The first one is classification using sequence composition.
There are several different methods for metagenomic analysis using sequence composition. We can look at the nucleotides frequencies, and especially at stretches of sequence for instance tetra nucleotides.
Than there is clustering of reads, and even assembly of reads.
The last method is differentia coverage of contigs. This method appeared in 2013 and this is using differences between samples to bin contigs derived from a sequence pool of all samples. One of the methods is groopM which I will explain a bit more.

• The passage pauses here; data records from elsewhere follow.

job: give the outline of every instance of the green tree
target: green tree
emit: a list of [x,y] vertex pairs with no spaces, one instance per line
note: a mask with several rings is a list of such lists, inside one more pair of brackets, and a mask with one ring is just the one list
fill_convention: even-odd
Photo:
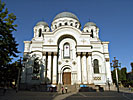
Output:
[[17,57],[16,53],[19,53],[18,44],[12,35],[17,27],[14,25],[15,20],[16,16],[13,13],[8,14],[5,3],[0,0],[0,68],[6,66],[12,57]]
[[121,83],[123,86],[127,85],[127,69],[126,69],[126,67],[121,68]]
[[133,72],[133,62],[131,62],[132,72]]
[[14,24],[16,16],[13,13],[8,13],[5,8],[5,3],[0,0],[0,83],[1,81],[7,83],[11,78],[10,62],[13,57],[18,57],[19,53],[12,33],[16,31]]

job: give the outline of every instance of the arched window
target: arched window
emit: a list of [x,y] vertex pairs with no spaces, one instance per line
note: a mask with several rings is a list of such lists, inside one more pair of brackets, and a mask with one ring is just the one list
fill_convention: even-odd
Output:
[[55,25],[55,29],[57,28],[57,26]]
[[64,58],[70,58],[70,44],[69,43],[65,43],[64,47]]
[[86,30],[86,32],[88,33],[89,31],[88,31],[88,30]]
[[73,23],[71,23],[70,26],[73,26]]
[[42,35],[42,29],[39,29],[39,37]]
[[59,26],[62,26],[62,24],[61,24],[61,23],[59,23]]
[[65,25],[67,25],[67,22],[65,23]]
[[92,37],[92,38],[94,37],[93,30],[91,30],[91,37]]
[[98,60],[94,59],[93,64],[94,64],[94,73],[99,73],[99,62],[98,62]]

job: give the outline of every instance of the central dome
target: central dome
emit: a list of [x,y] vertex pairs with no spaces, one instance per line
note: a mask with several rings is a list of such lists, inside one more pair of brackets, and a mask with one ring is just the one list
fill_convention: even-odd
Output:
[[55,16],[54,20],[59,19],[59,18],[64,18],[64,17],[73,18],[73,19],[78,20],[77,16],[70,12],[59,13],[58,15]]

GroopM needs one assembly. This assembly can be generated with a metagenomic assembler, or just a normal whole genome assembler. The catch is we pool the reads of all samples in one big assembly run, and generated a big set of contigs. After assembly, we then map for each sample the reads to the assembly and determine the coverage of each contig per sample. This information is than used to create a a set if high confidence bin cores of long 1Kbp contigs. This dataset is than screened for contamination or completeness using a reference dataset with 111 marker genes. This can be a step for manual curation. And finally small contigs are then recruited to the core bin. So at the end we end up with fasta files for each bin.
So to give you an impression of the GroopM method we can take a look at the analysis of a large synthethic metagenome
In the GroopM paper they created a synthetic shotgun metagenome using 1159 genomes for reference and gave them real abundances based on a OTU table from a soil amplicon study.
After creating the shotgun data they assembled the data and got lots of contigs.
On the left you see what happens when you start by binning all these contigs using tetranucleotides
On the right is the binnen after GroopM binning has been applied.
Size of the circle is proportional to the length of the contig.